Last year, a committee headed by Ministry of Energy Permanent Secretary Selwyn Lashley, reviewed the company’s operations. Among its findings, aside from the suggestion that the company should be split into separate operational entities, was the need to ring-fence government from a state asset that is operating in a commercial productive sector.


Our system does not work well with a government interfering in that process. A government is inevitably a temporary position and they may do things with the asset that may be in their interest but not necessarily the State’s,” Espinet said.

There’s a bigger end game than just fixing the company’s problems in the short term, he said, and inherent in the restructuring process is to protect the company for future involvement, and bring about a measure of continuity.

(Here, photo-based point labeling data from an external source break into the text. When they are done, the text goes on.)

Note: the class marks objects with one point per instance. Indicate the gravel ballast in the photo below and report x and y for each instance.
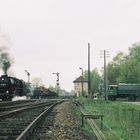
(61, 124)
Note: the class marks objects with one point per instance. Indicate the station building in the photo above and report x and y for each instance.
(78, 83)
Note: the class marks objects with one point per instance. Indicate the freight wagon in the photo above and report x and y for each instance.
(122, 90)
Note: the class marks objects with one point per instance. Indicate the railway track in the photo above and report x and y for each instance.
(19, 123)
(97, 131)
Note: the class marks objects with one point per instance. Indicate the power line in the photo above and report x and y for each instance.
(105, 54)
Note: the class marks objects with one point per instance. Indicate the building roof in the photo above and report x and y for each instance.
(79, 80)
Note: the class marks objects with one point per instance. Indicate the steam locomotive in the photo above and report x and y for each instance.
(11, 87)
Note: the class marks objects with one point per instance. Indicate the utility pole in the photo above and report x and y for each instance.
(57, 82)
(105, 55)
(89, 70)
(82, 81)
(28, 74)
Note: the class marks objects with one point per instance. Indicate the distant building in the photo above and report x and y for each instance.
(78, 86)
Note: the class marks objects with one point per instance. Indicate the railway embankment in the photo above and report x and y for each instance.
(121, 120)
(62, 124)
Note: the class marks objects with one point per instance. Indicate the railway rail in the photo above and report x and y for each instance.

With every new government, a new board is installed, along with new members of senior management, stymieing the transfer of critical institutional knowledge, that is ultimately not in the best interest of the company, even if it is politically expedient.

Key to the company’s transformation though, is the human capital, and Espinet diplomatically noted there was some “sensitivity around negotiations” with the majority union, the Oilfield Workers’ Trade Union (OWTU). “We have to be practical about what we can say without having the other party upset,” he said. Public commentary has to be “extremely careful”, but Espinet acknowledged that both parties are in “deep discussion.”

The good news, he said, is that both Petrotrin and the union have been able to find common ground. “That makes the situation salvageable,” he said.

Asked about the nature of the conversation, whether it includes wage and personnel cuts, for example, Espinet said it was “total negotiation happening.” Efficiency inevitably brings up the concept of privatization, something the union especially has been adamantly against.

Citing the Lashley Report, Espinet noted that Petrotrin needs two things: money and technical expertise—neither of which has been readily available in the current operating environment. Among the permutations for privatization (or at least reduced to no government control, Espinet suggested some sort of public offering, partnerships or even some sort of employee ownership. “But you can’t go to the stock exchange if you’re not profitable,” he said.